A economista é descrita por quem trabalhou com ela como apreciadora dos temas brasileiros e uma negociadora de visão liberal no comércio exterior, bastante crítica da guerra tarifária e do protecionismo que marcaram a era Trump. Sob a gestão do republicano, houve tensão entre Brasil e EUA quando o americano sobretaxou produtos como aço e alumínio, por exemplo.
Apesar da tendência por uma escolha política para a embaixada em Brasília, interlocutores disseram à Folha que nomes de diplomatas de carreira não podem ser descartados. Nas fileiras do Departamento de Estado, um dos mais lembrados é James Story, atual embaixador americano na Venezuela —devido ao rompimento dos EUA com o regime de Nicolás Maduro, ele despacha de Bogotá (Colômbia).
Story também tem forte conexão com o Brasil, foi cônsul-geral no Rio e chefe da área político-econômica no escritório americano em São Paulo. Ele aparece na lista por ter histórico voltado para temas ambientais. Já comandou o escritório regional de assuntos ambientais para América do Sul, em Brasília, e trabalhou no departamento de oceanos, ambiente e assuntos científicos do Departamento de Estado.
O avanço do desmatamento na Amazônia e a retórica anti-preservação de Jair Bolsonaro converteram-se no principal foco de atrito entre Brasil e EUA sob Biden. Assim, a eventual escolha de alguém com o perfil de Story seria um forte recado de que Washington pretende redobrar as pressões no flanco ambiental.
O processo de escolha do novo embaixador ainda deve demorar para ser concluído e, por isso, é possível que outros nomes despontem até a indicação final de Biden, mas as atenções seguem voltadas para o perfil e a experiência do novo servidor, que pode delimitar a latitude das relações entre os países.
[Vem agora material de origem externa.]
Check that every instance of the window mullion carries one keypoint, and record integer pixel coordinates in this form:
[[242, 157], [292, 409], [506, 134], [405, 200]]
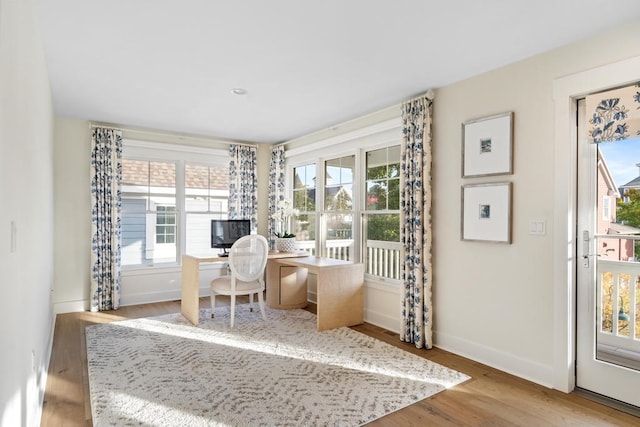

A Casa Branca já deixou claro que os resultados sobre ambiente vão guiar as negociações com o Brasil e podem desanuviar outras áreas, inclusive o comércio. Nenhum dos lados espera grandes acordos entre os dois países nos próximos meses, mas há desejo das partes de que as conversas continuem.
Entre os brasileiros, é interessante seguir com a relação histórica com a maior potência mundial. Para os americanos, manter o Brasil à mesa de negociações ambientais é peça-chave para a liderança geopolítica de Biden —o país tem 60% da floresta amazônica em seu território. Oficialmente, o Departamento de Estado diz que perguntas sobre a escolha do novo embaixador devem ser feitas à Casa Branca.
Questionado pela Folha, o porta-voz da chancelaria americana, Ned Price, disse que não poderia fornecer nomes de cotados ou um prazo para a escolha do novo embaixador. Ele destacou que o Brasil é um “parceiro importante” e que o novo encarregado da relação bilateral “será alguém que tem a confiança do secretário de Estado, Antony Blinken, e do presidente Biden”. Pode parecer óbvio, mas foi por não contar com essa confiança que Chapman deixará o posto. Indicado por Trump para o cargo, o diplomata era alinhado ao republicano e criou laços próximos com o clã Bolsonaro, o que incomodou auxiliares de Biden.
Segundo diplomatas americanos, o atual embaixador não estava em sintonia com o novo governo, e a troca no posto passou a ser analisada em Washington desde o início do ano. Até que o escolhido de Biden seja confirmado, a representação americana em Brasília será comandada pelo diplomata Douglas Koneff.